Re: question on algorithmic complexity

Brian D. Harper (bharper@magnus.acs.ohio-state.edu)
Thu, 18 Jan 1996 13:56:13 -0500

Bill Hamilton wrote:

>This question is for Brian Harper, but it may be of interest to others.
>You have suggested that there is a connection between algorithmic
>complexity and design, and that raises a question in my mind. I am
>presuming that one possible definition of algorithmic complexity might be
>applied to a sequence, and the algorithmic complexity in this case might be
>some measure of the length of the algorithm required to generate it (or,
>more properly, maybe we should say the minimum length algorithm which will
>generate it, but I suppose that problem might be NP hard). In any case, if
>that definition is suitable, what would be the algorithmic complexity of a
>pure random sequence (not psueudorandom, but truly random?) Might it not
>be very large, or even infinite? If so, and if my earlier assumptions are
>reasonable, shouldn't we be willing to consider that the algorithmic
>complexity definition of design is incomplete? As I said earlier, one of
>the things human designers strive for is elegance, which might be defined
>as achieving simplicity in design. A truly elegant design might, if it can
>be expressed in terms of algorithmic complexity, might be quite a bit less
>complex than a poor, patched up design.
>

First, let me say that I'm in the process of writing a detailed
description of algorithmic complexity (AC) which I hope to post
soon. I've decided to wait on my promised list of concept
definitions until I post this stuff as an understanding of
algorithmic info theory will be helpful in reading thru the
other definitions.

So, let me give just a brief answer to your question at this
point.I think you've got the definition of AC down but are
uneasy about randomness. As we will see, random takes on a
different meaning in algorithmic information theory (AIT).

AC was proposed independently (and at about the same time) by
Ray Solomonoff, Andrei Kolmogorov, and Gregory Chaitin. Chaitin
was an undergrad at the time and I've read in a couple of places
that he was only 15 at the time.

Kolmogorov and Chaitin were interested in the complexity of numbers
(finite binary strings) and in this context we can write the
"short" form definition of AC as

"the complexity of a number is the length (in bits) of the shortest
algorithm that prints out the number"

This can be readily generalized to

"the complexity of an object is the length (in bits) of the
shortest algorithm that completely describes the object"

Solomonoff came up with the idea from a somewhat different direction
which, I think, better addresses your question. Solomonoff was interested
in finding an objective measure for deciding the simplicity of a
scientific theory. The idea being (a la Occam) that given a choice
between several competing theories, each explaining the data, we select
the "simplist". But what precisely does "simplest" mean?

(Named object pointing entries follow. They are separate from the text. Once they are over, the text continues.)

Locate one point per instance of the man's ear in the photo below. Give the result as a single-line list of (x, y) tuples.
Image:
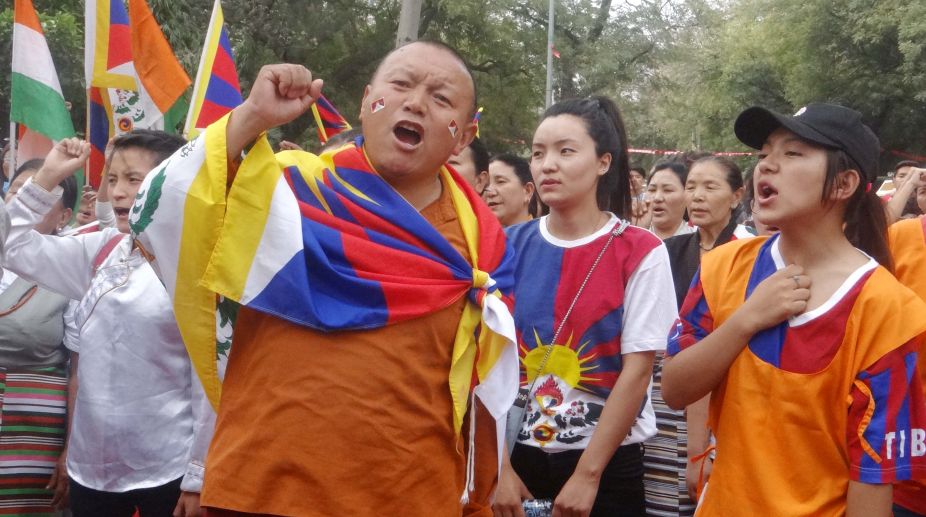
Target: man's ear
[(363, 102), (466, 138), (65, 217), (845, 184), (604, 164)]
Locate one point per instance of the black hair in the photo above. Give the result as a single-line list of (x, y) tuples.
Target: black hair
[(522, 170), (606, 127), (481, 156), (865, 220), (160, 143), (677, 168), (68, 185), (447, 48)]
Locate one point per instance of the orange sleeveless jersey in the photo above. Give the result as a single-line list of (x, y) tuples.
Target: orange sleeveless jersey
[(807, 407), (908, 246)]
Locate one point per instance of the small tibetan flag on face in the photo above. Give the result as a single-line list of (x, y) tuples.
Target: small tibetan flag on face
[(476, 120), (329, 121)]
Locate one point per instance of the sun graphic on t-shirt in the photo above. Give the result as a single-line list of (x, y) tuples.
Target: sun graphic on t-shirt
[(566, 361)]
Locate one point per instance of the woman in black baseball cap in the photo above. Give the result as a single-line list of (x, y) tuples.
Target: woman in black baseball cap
[(803, 340)]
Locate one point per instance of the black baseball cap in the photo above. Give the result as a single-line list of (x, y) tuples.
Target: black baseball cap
[(827, 125)]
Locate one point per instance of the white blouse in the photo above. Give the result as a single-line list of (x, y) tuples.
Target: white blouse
[(141, 418)]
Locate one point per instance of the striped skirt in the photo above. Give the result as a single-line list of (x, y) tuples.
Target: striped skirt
[(33, 420), (665, 458)]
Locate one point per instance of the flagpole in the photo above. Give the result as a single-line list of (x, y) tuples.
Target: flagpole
[(549, 96), (11, 155)]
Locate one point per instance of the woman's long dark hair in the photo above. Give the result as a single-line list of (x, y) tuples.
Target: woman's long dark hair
[(606, 127), (866, 223)]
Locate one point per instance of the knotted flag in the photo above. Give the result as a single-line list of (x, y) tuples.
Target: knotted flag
[(325, 242), (217, 90), (327, 120)]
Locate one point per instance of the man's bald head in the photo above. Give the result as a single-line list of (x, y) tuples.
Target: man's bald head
[(450, 51)]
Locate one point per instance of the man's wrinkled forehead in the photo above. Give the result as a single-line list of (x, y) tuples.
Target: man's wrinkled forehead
[(398, 58)]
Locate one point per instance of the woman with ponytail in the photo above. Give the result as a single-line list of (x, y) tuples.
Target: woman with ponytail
[(594, 303), (805, 341)]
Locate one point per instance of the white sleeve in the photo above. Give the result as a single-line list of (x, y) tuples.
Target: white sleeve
[(60, 264), (203, 428), (105, 215), (4, 228), (71, 332), (650, 309)]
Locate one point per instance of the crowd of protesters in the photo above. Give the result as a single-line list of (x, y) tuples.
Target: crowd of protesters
[(701, 339)]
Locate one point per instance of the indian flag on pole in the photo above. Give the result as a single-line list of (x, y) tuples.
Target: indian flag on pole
[(37, 101)]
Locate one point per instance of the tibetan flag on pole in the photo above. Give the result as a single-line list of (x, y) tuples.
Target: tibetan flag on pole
[(37, 101), (135, 82), (327, 119), (99, 131), (162, 79), (216, 91), (108, 45)]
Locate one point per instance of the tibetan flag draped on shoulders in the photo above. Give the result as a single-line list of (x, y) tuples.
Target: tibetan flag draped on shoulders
[(37, 101), (327, 120), (217, 90), (325, 242)]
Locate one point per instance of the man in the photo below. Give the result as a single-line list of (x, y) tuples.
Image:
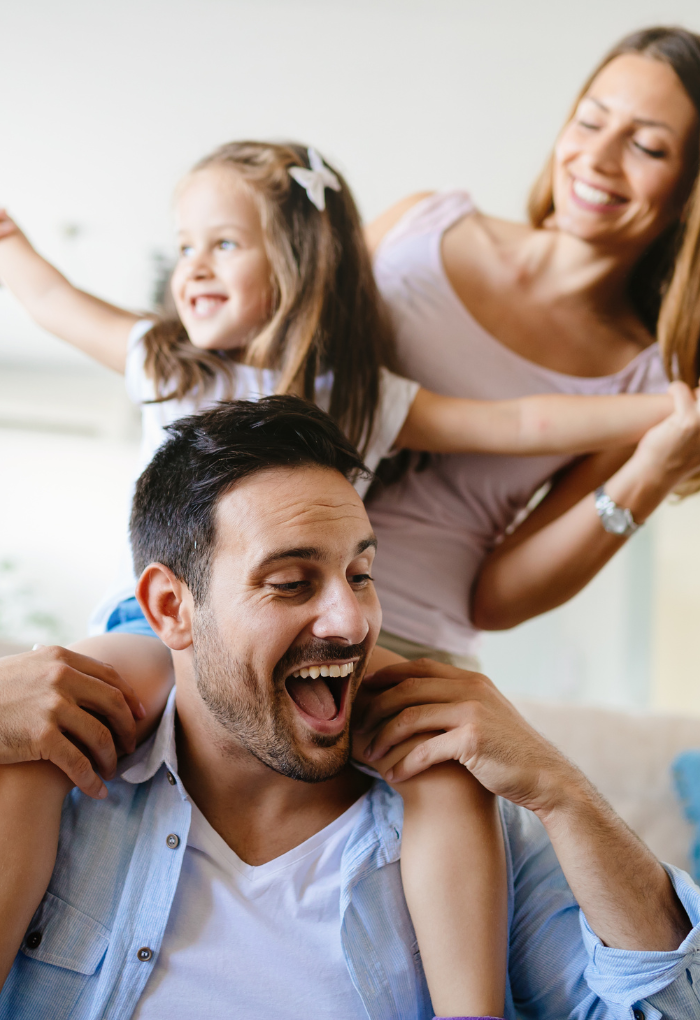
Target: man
[(255, 557)]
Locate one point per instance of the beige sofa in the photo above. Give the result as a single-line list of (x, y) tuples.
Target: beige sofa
[(628, 756)]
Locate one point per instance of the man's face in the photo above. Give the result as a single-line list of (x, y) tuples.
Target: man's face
[(291, 616)]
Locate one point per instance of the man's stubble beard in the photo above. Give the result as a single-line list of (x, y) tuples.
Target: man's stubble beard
[(237, 699)]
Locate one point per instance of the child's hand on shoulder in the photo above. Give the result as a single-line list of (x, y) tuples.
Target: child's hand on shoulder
[(7, 224), (53, 699)]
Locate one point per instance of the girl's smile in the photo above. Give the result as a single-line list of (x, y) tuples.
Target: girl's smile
[(221, 283)]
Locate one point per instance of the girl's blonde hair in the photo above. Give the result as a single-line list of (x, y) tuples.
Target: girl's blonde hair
[(327, 314), (665, 284)]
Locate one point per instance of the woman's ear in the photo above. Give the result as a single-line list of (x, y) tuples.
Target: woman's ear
[(167, 605)]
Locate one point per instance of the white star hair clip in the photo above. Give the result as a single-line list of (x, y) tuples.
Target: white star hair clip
[(315, 181)]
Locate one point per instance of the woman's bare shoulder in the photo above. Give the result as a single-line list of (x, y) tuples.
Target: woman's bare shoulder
[(378, 230)]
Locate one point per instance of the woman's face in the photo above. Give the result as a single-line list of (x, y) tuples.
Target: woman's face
[(621, 163)]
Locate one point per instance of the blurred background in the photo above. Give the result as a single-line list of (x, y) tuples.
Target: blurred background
[(104, 106)]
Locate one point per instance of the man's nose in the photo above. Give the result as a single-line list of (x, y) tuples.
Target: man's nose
[(341, 616)]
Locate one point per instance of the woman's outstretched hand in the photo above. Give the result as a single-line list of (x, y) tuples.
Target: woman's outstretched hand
[(63, 707), (670, 451)]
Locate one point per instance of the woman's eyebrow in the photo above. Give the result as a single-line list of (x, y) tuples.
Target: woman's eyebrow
[(643, 121)]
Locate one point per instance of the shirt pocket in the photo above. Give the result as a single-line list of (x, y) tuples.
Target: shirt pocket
[(63, 936)]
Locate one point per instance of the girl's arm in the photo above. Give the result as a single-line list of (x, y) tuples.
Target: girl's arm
[(562, 545), (550, 423), (44, 696), (93, 325), (454, 879)]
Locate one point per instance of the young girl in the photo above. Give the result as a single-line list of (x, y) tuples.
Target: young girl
[(275, 293)]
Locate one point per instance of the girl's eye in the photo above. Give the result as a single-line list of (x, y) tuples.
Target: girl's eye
[(654, 153)]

I'll go into this in more detail in my forthcoming post, here I'll
give an illustration that should show the tie-in with Kolmogorov and
Chaitin and also address your question.

Suppose you have a mountain of data describing the location of all
the planets at time intervals of one hour for say 10 years. What is
the best theory to explain this data? By "theory" here we mean a
computer program that, when executed, reproduces the original data
plus makes predictions for an arbitrary length of time into the
future. The best "theory" is the shortest such program and in our
case would be a program containing Newton's laws [as a sidelight,
note that if our data is extensive, General Relativity would
have to replace Newton's laws as the best theory].

So, the theory can be viewed as a highly compressed version of the
original data. Now for randomness, in AIT something is said to
be random if it is incompressible. The original data is not random
since it is highly compressible. The best "theory" *is* random by
definition, i.e. if it could be compressed further then it isn't
the "best". So, in the context of AIT, Newton's laws would be
either random or very nearly random. This is obviously not the
usual meaning of "random" :-).

Now, let's say we have another mountain of data obtained say by
flipping a fair coin 10^8 times. This set of data will most
likely be random in the AIT sense and the "best" theory will
be a "program" that says

"PRINT HTHHTHHHTHHTHTHTHTHTHTHTHTHTHTTHTHHHTTHHHHHHTHHTHTHTHTTT
........................................................
........................................................
......................................"

Of course, in the usual sense of the word, this is no theory at
all. So, in terms of "simplicity" one should compare the compressed
form of the theory with the original data. If the amount of compression
is very very high then we have a "simple" theory.

Now lets look at the last part of your question, which I'll repeat
for convenience:

Bill H:====================================
>If so, and if my earlier assumptions are
>reasonable, shouldn't we be willing to consider that the algorithmic
>complexity definition of design is incomplete? As I said earlier, one of
>the things human designers strive for is elegance, which might be defined
>as achieving simplicity in design. A truly elegant design might, if it can
>be expressed in terms of algorithmic complexity, might be quite a bit less
>complex than a poor, patched up design.
>

I think AIT may have a lot to say about design, but it cannot be the
whole story, i.e. it cannot address functionality, meaning, goodness
of design etc. Also, to the extent I've discussed it so far, it really
cannot even address "design" in the sense, say, of organization. Something
can be extremely complex yet unorganized. Chaitin discusses this in
some of his papers (tentatively) and there seems to be a possibility
for relating organization to the AIT analog of "mutual" information.
In other words, it is possible to define "algorithmic complexities"
which give a measure not only of complexity as defined above but
also of the "interconnectedness" or "interdependence" of "subcomponents".